Rarely do you get NBA general managers to admit what "The Plan" is. Usually it's "the plan," all lower case letters and a bunch of trite clichés about flexibility and doing what's best for the team's future; as if that was something new to the NBA and startlingly profound. GMs don't speak in specifics partially because tampering rules won't allow you to discuss names of players currently under contract to a different team, for one, but also because at the heart of every "Plan" is a guy that really just has no flippin' clue how all of this is going to turn out.
Then there is Houston Rockets GM Daryl Morey, who didn't mind comparing his team's completely rebuilt (and, some would say, "dismantled") roster to the asset-rich young roster that lost so many games for the Boston Celtics before they were able to trade for Kevin Garnett and Ray Allen in 2007. Morey wasn't a Celtics employee at the time, but he did work for Boston during the spell that led up to Danny Ainge's killer summer of 2007. From the New York Times:
"It's very similar to what Boston did," Morey said. "Hopefully, it will yield the same result."
"Last season, we won more than half our games with a roster of youth and experience," he said. "I liked what we had, but we didn't have enough."
This time, he could end up with draft picks, young, intriguing players and salary-cap space in which to make his run at [Dwight] Howard or [Andrew] Bynum. That's the plan, anyway.
"We'll be very well set up in a year," Morey said.
Not what Rocket fans — who have been waiting year after year — want to hear. But it's not as if Morey can come out and tell a writer (in this case, the longtime Boston Globe columnist Peter May, writing for the New York Times) that "we're trying to trade for Dwight Howard, who is under contract to play for the Orlando Magic between now and July of 2013."
We dig Morey's honesty, as usual, and his go-for-broke attitude. Being a pretty nice team isn't working for Houston anymore, and with the team's cap purge and signing of Omer Asik and Jeremy Lin, the team is attempting to build a super-young core that can either be used to roll over into a star player via trade, or go for broke in the 2013 draft.
The problem with the Boston comparison is … well, the Boston comparison.
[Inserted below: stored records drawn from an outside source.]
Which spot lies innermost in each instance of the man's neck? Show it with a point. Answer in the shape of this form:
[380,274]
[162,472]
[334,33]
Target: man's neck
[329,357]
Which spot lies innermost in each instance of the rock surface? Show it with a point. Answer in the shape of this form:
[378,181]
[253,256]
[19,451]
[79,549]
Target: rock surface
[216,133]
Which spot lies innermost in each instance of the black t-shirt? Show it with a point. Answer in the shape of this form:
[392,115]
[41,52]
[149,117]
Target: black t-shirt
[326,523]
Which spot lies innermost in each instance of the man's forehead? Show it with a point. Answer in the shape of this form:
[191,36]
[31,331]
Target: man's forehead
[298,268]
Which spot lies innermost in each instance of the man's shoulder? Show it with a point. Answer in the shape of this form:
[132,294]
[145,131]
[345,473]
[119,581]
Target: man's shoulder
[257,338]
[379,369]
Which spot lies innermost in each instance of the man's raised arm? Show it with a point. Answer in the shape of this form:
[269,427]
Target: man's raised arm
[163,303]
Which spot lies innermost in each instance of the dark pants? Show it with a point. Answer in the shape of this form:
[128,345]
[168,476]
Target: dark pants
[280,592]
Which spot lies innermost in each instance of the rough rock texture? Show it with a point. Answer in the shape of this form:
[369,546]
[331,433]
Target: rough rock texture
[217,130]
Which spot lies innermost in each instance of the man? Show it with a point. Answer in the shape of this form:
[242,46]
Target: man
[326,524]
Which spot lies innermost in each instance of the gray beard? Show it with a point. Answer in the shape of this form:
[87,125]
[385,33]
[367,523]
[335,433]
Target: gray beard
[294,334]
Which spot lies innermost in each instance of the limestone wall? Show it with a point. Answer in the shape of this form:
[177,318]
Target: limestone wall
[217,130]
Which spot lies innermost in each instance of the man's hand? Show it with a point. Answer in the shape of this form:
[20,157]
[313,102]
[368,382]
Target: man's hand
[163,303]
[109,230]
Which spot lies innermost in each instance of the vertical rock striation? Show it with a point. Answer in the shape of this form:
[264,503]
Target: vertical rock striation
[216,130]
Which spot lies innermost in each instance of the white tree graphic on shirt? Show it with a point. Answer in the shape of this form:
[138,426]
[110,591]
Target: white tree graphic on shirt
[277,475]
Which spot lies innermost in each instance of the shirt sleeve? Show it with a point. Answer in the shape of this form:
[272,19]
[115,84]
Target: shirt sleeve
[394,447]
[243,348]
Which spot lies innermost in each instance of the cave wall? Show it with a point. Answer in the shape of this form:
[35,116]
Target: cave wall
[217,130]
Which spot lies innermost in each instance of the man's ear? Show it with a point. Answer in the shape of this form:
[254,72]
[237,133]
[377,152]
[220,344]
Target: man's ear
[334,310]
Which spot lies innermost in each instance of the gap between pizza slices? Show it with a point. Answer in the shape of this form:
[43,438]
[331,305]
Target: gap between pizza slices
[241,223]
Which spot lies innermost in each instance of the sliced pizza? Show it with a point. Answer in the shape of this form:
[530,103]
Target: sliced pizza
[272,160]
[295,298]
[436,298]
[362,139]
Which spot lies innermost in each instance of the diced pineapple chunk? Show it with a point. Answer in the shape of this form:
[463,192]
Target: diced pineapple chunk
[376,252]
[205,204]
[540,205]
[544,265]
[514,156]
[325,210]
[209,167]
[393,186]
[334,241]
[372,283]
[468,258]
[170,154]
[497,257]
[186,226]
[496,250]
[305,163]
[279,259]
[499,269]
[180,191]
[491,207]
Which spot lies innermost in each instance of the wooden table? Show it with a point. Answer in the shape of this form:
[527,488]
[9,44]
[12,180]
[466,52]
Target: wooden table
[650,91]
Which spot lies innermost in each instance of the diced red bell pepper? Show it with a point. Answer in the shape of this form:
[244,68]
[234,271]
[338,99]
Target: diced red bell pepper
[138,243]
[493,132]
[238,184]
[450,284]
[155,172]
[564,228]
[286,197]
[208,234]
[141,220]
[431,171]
Ainge did a fantastic job in both gathering assets and drafting well during the years that led up to Boston's 2007 makeover, but he was also incredibly lucky that the stars he acquired were there for the taking. He was very lucky that Minnesota Timberwolves GM Kevin McHale declined Chicago's superior offer of Tyson Chandler and high lottery picks for KG in 2006, and Phoenix's reported and potentially superior offer of Amar'e Stoudemire and picks a year later.
Ainge was very lucky that then-Seattle SuperSonics GM Sam Presti thought as highly of Georgetown forward Jeff Green as Ainge did, and signed off on a deal involving Green and Ray Allen for cap relief that didn't hit (in the form of Wally Szczerbiak's contract) until the next season. He was lucky that Presti didn't press him to put the expiring contract of Theo Ratliff in the deal, an asset Ainge later used to deal for Garnett -- who enjoyed the five-year anniversary of his trade to Boston on Tuesday.
The Boston GM was also lucky, in a way, that his team fell in the 2007 draft.
Boston tanked to end the regular season, and in a move that I'll bring up anytime an NBA scribe complains about late-season tanking, the system righted itself (and for the similarly tanking Milwaukee Bucks, who ended up with the sixth pick in the draft) and gave Boston the lowest pick the NBA draft lottery bylaws would allow it to acquire. Had the Celtics ended up with the first selection, they would have taken Greg Oden; and don't let any revisionist chatter tell you differently. Had they ended up with the second pick? Kevin Durant, and a very nice (with Pierce, Rajon Rondo, and Al Jefferson) core, but perhaps not a championship one.
And remember, without the trade for Allen, KG doesn't agree to the contract extension that led to his deal. So it's a tough guess as to whether or not KG would have made the similar jump to play alongside an 18-year old in Durant.
This isn't to call Danny Ainge lucky. You create your own fortune, and Ainge put himself in place to turn his team around (after years of waffling, it should be noted, since he came into town to break up the Antoine Walker/Paul Pierce duo) by drafting smartly in the lower reaches of the draft and dealing for contracts that could have been used as assets. His one blown draft pick, Jeff Green, wasn't even a Celtic for long after being moved to Seattle for Ray Allen.
Even Ainge will tell you that so much had to fall perfectly into place for him to engineer a 42-win turnaround and provide coach Doc Rivers with the parts needed to field an NBA champion. Hell, even McHale (now the coach of Morey's Rockets) would concede that.
It's a sound plan, on paper, should all the hypothetical deals go through and the Rockets reel in star after star. It takes two and sometimes three and four to tango on NBA trades, though, and Ainge had a heck of a lot of good timing with his tango partners in 2007.
Will Morey have the same luck? Only "The Plan" knows for sure.